Jocelyn Wolff

Diego Bianchi

El trabajo en exhibición - The Work In Exhibition

07 Sep - 17 Oct 2015

Installation view
DIEGO BIANCHI
El trabajo en exhibición - The Work In Exhibition
7 September – 17 October 2015

An interview with Diego Bianchi by Rudolf Samohejl, artist
Thursday, September 3rd, 2015

RS: Diego, when one enters the gallery space, he/she sees a build up around and inside an office-related situation. Can you speak about what one sees when you enter the space?

DB: Are you asking about my act with the people or about what I see myself?

RS: What you yourself see when you enter the gallery space. For example, I see an installation around everyday items that you find usually in a regular office. The items seem a little bit old fashioned and they are assembled somehow like a scenography. For now the space is without people but there will be the staff of the gallery who will be working with .... – how do you actually call them, are they props or sculptures or no name?

DB: You describe them earlier as cultural situations?

RS: No no – that’s tricky (laughter)

DB: I see the assembled objects as sculptures but as a sculpture that has a special moment. You take a moment, a special moment and it’s just this moment and after it passed it will never come back or, if it comes back, it is in different circumstances.
I am thinking of a sculptor as a picture, trying to capture this fugitive moment.
I am thinking about objects that are never the same whenever you see them.

RS: I see, and where do you take your inspiration for your work or for this exhibition in particular?

DB: Inspiration is real life. There are observations, experiences and maybe an obsession about certain situations. For example I feel at the moment work to be an abstract idea, almost absurd. For example you, you are doing something and you do not know exactly why, because you are here, and it is 3 am in the morning, and you are working. I like to think about these kinds of situations, and I try to include the absurd – the actions the gallery staff have to perform are very absurd. But at the same time to do a pdf may be just as absurd.

RS: From the point of view of the visitor or the person who is not familiar with gallery work.

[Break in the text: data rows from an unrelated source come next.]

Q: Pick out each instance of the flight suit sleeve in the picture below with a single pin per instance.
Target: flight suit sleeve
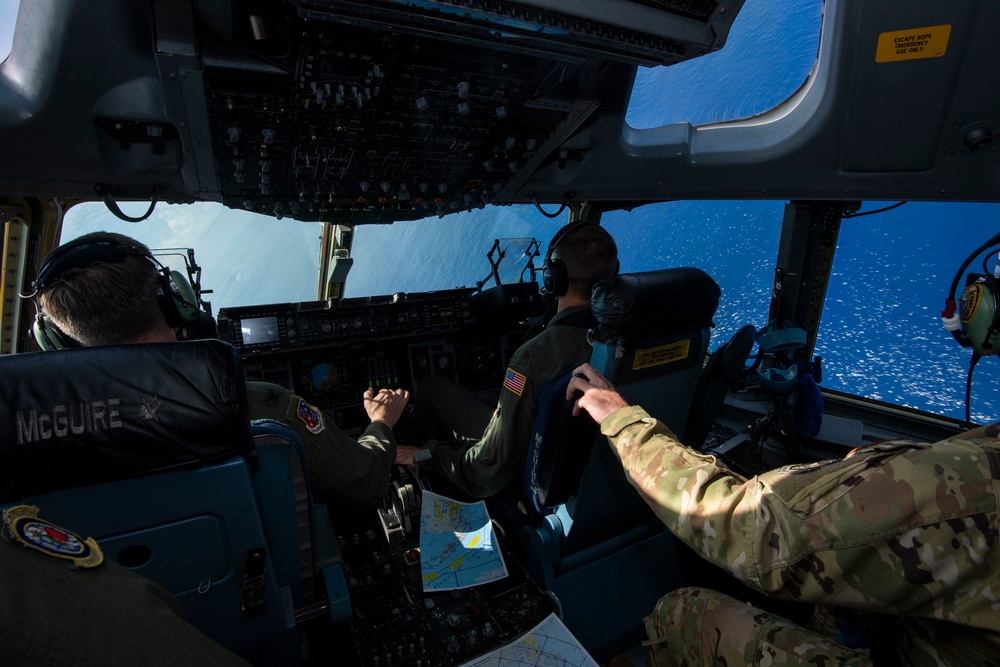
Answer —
(342, 470)
(484, 468)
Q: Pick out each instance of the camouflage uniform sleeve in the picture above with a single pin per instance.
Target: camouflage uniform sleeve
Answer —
(484, 468)
(701, 501)
(896, 527)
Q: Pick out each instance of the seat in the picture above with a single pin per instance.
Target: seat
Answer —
(652, 336)
(721, 372)
(148, 449)
(592, 541)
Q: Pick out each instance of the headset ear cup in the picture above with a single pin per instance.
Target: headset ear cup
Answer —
(48, 335)
(558, 278)
(184, 297)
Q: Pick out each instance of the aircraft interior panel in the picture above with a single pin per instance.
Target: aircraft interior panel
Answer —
(330, 353)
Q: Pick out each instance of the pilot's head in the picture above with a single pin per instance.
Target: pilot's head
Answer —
(579, 255)
(104, 289)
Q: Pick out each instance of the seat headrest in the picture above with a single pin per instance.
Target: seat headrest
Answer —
(89, 415)
(636, 304)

DB: Yes, the work of another person is always abstract to you

RS: Could you say that you are interested in a sort of archaeology? That you are trying to comprehend things, the gallery staff’s work and maybe animate - for example we are standing right now in front of the scanner sculpture. Are you going back to what a scanner actually means and to animate this idea or function of the scanner?

DB: Yes, I thought about the importance of the first scanners. Now scanners are not common, this machine nobody likes anymore. Five years ago is was very different; I remember very well this moment. A scanner represents an idea of work, which is disappearing or transforming into something else. I want to put an attention to this situation – I am not judging, just showing, but it’s something that is disappearing and I like to prolong it one second longer.

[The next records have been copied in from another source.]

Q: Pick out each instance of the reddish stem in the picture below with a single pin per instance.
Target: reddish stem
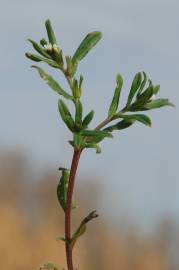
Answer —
(74, 165)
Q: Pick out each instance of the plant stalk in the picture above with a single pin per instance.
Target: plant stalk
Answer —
(74, 166)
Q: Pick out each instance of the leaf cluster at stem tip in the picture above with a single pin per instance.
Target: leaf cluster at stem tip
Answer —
(141, 97)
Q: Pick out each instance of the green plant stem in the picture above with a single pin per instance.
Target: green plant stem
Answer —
(74, 166)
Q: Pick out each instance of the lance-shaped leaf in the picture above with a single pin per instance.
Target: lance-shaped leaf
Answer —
(116, 97)
(95, 136)
(37, 58)
(52, 83)
(142, 84)
(66, 115)
(155, 104)
(50, 32)
(156, 89)
(78, 113)
(120, 125)
(94, 133)
(134, 87)
(86, 45)
(43, 42)
(63, 187)
(142, 100)
(88, 118)
(49, 266)
(94, 146)
(39, 49)
(138, 117)
(82, 228)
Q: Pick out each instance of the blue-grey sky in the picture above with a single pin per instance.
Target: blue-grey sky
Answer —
(139, 167)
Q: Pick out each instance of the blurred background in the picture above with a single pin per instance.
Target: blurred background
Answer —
(134, 182)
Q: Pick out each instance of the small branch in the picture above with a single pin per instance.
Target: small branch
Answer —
(74, 165)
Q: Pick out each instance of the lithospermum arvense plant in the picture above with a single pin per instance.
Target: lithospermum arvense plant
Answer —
(142, 97)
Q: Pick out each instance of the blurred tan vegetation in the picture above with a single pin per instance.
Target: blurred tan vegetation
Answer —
(31, 219)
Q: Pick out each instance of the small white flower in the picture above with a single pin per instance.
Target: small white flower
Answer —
(153, 97)
(48, 47)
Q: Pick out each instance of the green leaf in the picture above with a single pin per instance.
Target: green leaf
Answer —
(120, 125)
(39, 49)
(115, 101)
(52, 83)
(78, 141)
(134, 87)
(33, 57)
(88, 118)
(142, 84)
(142, 100)
(62, 188)
(66, 115)
(156, 89)
(49, 266)
(78, 113)
(82, 228)
(86, 45)
(94, 133)
(50, 32)
(158, 103)
(37, 58)
(43, 42)
(138, 117)
(95, 146)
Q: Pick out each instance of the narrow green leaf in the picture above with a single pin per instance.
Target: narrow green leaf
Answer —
(95, 146)
(39, 49)
(33, 57)
(78, 113)
(50, 32)
(115, 101)
(120, 125)
(52, 83)
(158, 103)
(66, 116)
(62, 188)
(49, 266)
(78, 141)
(142, 100)
(139, 117)
(38, 58)
(86, 45)
(94, 133)
(142, 84)
(134, 87)
(156, 89)
(88, 118)
(43, 42)
(82, 228)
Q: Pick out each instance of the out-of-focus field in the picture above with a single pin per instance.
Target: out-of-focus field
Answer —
(30, 221)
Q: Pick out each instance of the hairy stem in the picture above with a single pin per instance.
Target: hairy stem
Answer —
(74, 165)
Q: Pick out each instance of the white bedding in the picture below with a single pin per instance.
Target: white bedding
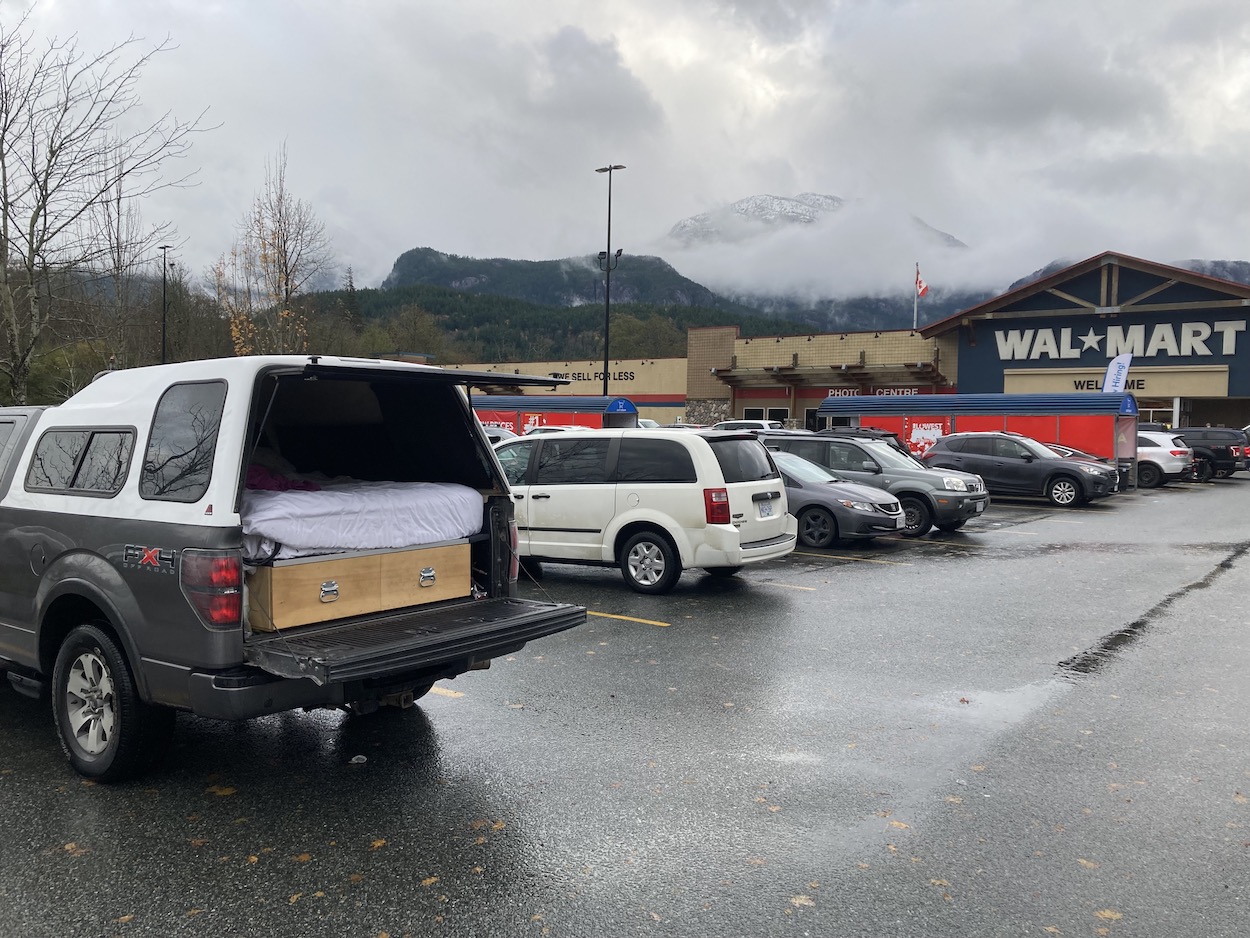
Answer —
(356, 515)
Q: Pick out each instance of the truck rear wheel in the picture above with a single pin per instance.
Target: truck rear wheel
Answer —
(106, 731)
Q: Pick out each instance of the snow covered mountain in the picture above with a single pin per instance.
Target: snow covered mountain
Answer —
(759, 215)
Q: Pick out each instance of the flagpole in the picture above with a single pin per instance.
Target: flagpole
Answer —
(915, 299)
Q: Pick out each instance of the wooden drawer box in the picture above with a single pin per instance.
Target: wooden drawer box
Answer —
(318, 589)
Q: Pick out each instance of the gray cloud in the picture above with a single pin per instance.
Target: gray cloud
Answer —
(1028, 130)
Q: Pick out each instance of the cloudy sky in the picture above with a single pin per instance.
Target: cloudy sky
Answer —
(1028, 130)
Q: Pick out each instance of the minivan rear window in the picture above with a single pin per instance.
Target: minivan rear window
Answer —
(566, 460)
(743, 460)
(654, 460)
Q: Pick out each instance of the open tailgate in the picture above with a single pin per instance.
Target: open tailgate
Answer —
(409, 639)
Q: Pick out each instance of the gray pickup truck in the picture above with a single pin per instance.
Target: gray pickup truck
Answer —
(240, 537)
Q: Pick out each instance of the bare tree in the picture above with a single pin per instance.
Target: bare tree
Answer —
(281, 248)
(65, 153)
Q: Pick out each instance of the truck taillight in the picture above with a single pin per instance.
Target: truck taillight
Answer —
(716, 505)
(211, 582)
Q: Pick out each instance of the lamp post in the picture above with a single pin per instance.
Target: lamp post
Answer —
(164, 297)
(608, 264)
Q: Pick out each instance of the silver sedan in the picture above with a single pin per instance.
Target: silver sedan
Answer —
(830, 509)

RS: This sort of “life of things”?

DB: Yes, and also to be aware, somewhat for the collective conscience about the deepness of the present.

RS: People here usually know how to use a scanner, but now they are performing the scanner, which is also happening with the other things like old PC screen and the used computer mouse.

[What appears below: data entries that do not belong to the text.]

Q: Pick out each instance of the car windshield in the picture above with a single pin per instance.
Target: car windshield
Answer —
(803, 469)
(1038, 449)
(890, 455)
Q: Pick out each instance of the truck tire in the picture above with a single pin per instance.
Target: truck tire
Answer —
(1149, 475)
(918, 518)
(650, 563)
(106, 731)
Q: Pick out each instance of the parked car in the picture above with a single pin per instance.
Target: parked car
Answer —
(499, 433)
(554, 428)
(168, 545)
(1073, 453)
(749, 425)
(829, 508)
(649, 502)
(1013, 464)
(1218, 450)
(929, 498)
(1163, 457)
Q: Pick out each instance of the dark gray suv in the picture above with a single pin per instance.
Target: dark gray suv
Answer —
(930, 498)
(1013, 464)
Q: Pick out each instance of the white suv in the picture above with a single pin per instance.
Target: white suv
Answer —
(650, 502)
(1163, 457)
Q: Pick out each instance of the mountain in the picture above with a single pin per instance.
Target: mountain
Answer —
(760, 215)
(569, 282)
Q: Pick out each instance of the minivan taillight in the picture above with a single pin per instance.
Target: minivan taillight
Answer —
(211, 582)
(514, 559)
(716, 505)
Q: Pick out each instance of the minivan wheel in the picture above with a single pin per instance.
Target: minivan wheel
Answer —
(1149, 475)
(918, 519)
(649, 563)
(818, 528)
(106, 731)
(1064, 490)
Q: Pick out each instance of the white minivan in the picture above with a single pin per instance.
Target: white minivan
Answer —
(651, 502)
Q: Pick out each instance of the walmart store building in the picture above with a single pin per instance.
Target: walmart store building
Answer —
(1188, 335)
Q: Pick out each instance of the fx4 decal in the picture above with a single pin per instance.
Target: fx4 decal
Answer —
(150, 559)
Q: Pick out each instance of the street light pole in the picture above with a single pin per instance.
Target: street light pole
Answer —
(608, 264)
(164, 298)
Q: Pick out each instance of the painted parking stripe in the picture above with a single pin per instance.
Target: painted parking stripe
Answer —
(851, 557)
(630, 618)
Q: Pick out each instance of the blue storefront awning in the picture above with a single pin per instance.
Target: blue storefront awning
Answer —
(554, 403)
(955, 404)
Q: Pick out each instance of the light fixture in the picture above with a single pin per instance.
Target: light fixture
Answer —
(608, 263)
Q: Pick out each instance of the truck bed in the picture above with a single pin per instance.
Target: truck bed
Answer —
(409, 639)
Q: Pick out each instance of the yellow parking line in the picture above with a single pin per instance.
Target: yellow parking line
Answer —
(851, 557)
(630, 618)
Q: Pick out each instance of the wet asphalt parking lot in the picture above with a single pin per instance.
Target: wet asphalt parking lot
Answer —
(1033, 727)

RS: When you start speaking about people acting – what is your relation to the theatrical or to theatre. The lights in your show are very different to the way lights are used in an exhibition space.

DB: I enjoy very much the theatrical possibilities of sculptures. A sculpture is not only a sculpture; it is something else – it transforms into an actor, or into a platform for an action that is charged with context.

RS: The situation here seems almost like a stage for various activities.

DB: Lights are important to generate special images and to individualize situations.

DB: Finally I am thinking about the form and how can I build an interesting form with this person and this object. I understand that I am demanding a sacrifice.

RS: OK, one question coming to my mind is connected to your idea of the outside of the gallery contrasting to its interior exhibition- and office space. From the street view the gallery appears to be closed. You not only moved the working stations of the gallery staff but also the entrance of the gallery, and you created a specific pathway visitors have to move about inside the space. This seems like a confusion of an ordinary approach towards something.

DB: I think it is important that the audience has to work to enter into a situation of art and to have some kind of a physical reflexion – a real experience. It is nice this long way towards the entrance.